Below, you can find a few of the top reasons that you should sit down and have a discussion now with your children about your estate plan.
Avoid surprises with your distribution choices
We have all seen high-profile cases where distribution of assets and funds creates chaos within the body of the family. This is your chance to be clear and concise about your intentions as to who will receive what and why.
The last thing you want is to reawaken old rivalries because there is no discernment as to why one sibling received one thing versus another. This is the time to hash out any misunderstandings and give your children – as well as yourself – an opportunity to speak openly on what could be a very touchy subject.
Get input from your children
You may think that you know what is best when it comes to defining the way that funds, assets and businesses may be distributed, but when you allow your children to have input in the process, you may find that they think differently.
Perhaps you wished to pass on the bulk of your business to your eldest child, but your business has never been their passion and they would prefer to move on.
You have now created a chance to redefine what may work better in the end between your children and grandchildren.
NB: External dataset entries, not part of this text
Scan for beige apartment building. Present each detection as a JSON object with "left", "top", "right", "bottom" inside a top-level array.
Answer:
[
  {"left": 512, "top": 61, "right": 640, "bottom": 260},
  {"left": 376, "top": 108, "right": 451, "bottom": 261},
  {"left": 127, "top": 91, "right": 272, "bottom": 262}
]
For example, you may decide to leave stocks and other proportionate business assets in lieu of the business itself.
This can leave you with a better sense of satisfaction in knowing that you were able to gain valuable knowledge in making things less stress-free for everyone in the end. After all, this is the goal.
Possible tax breaks
Dependent on the size of the estate in question, taxes can become a major expense. If this is the case, you might want to consider making lifetime gifts now to prevent having to pay outrageous estate taxes later. There are tax breaks that are in place for gifts and the breaks are even more considerable when passing gifts to a spouse.
Current tax laws allow gift amounts of just over $5 million to be transferred, during life or death. If the assets that have been transferred as a gift appreciate in value after your death, there will be no gift tax owed as a result. Thus, if your estate is sizable, this can become a good discussion.
Morbid as these conversations may seem in theory, having them now will help alleviate much anguish in the end. It also will grant you the opportunity to adjust any expectations that children may have had in your estate and how the assets would be doled out upon your passing. Having the open forum promotes a good, healthy family balance and answers many questions that may have gone unanswered otherwise.